In my entire programming career so far, I have always been hired by principals
who valued my intelligence and problem-solving ability over my experience with
particular languages or frameworks (e.g. I always get hired to do something
I've never exactly done before -- though not intentionally).

I plan to never work with a recruiter again, since their approach is
completely orthogonal to mine. I suppose the author's point about higher-
level/management positions might be worth considering, so I might reconsider
my position on recruiters if/when I cross that career bridge.

------
bavcyc
I've found 2 recruiters who seem to be good; one enabled an interview while
the other never did obtain me an interview. On the bad side; I've had
recruiters try to intimidate me to acquire information, contact me at work
despite my limiting information to prevent this and best of all 'we need your
resume in a specific format before we can help you.' Not to mention my
favorite, this job promises this and when you interview you find out that it
doesn't.

A good recruiter will have contacts that can help you but it probably helps
you more to develop the marketing skills yourself.

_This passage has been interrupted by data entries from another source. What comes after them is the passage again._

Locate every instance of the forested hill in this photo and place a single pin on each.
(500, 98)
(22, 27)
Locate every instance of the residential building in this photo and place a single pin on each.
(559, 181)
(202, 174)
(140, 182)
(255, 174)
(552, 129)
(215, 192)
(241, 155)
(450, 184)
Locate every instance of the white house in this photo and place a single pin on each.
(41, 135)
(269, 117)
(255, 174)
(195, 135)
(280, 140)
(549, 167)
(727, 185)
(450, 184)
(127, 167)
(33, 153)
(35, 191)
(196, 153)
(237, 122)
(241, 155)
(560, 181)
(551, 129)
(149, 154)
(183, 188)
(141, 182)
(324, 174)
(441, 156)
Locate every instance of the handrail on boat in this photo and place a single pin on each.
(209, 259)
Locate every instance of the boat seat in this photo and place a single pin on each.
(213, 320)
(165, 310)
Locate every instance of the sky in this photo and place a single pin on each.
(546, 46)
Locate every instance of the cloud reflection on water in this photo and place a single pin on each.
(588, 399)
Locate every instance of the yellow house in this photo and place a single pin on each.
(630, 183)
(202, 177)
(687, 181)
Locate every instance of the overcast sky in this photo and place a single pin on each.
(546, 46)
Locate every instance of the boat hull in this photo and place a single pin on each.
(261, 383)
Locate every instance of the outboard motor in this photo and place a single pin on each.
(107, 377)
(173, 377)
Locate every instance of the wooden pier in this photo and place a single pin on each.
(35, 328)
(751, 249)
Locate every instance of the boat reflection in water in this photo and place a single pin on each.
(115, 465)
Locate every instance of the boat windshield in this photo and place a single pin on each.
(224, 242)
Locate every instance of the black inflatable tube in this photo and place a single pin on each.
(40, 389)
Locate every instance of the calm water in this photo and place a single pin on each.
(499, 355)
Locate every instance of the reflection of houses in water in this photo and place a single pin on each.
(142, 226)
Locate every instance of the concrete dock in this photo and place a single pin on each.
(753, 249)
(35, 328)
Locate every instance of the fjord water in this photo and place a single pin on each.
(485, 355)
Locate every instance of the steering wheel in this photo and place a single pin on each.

Know how to format your
resume to obtain the interview along with writing a good cover letter. Develop
your professional contacts.

Several friends, a.k.a. professional colleagues, and I have concluded that
very rarely will recruiters add value to the job search process for the
candidate but they do help HR folks who have no idea how to find people.

------
larsberg
Some points in this article could use elaboration:

\- If you have already contacted a company (even just blind-sent your resume
to their HR department and gotten no response), the recruiter generally will
not be able to get a commission on your behalf, and will not use their
contacts to get you in there

\- Recruiters' pay is usually contingent on you staying at the job for 3-6
months. This encourages recruiters to get you jobs doing work you have already
proven yourself able to do. Whereas many tech job searchers are looking for a
new stretch job with greater responsibilities. This is a fundamental
incompatibility in goals you'll have to deal with.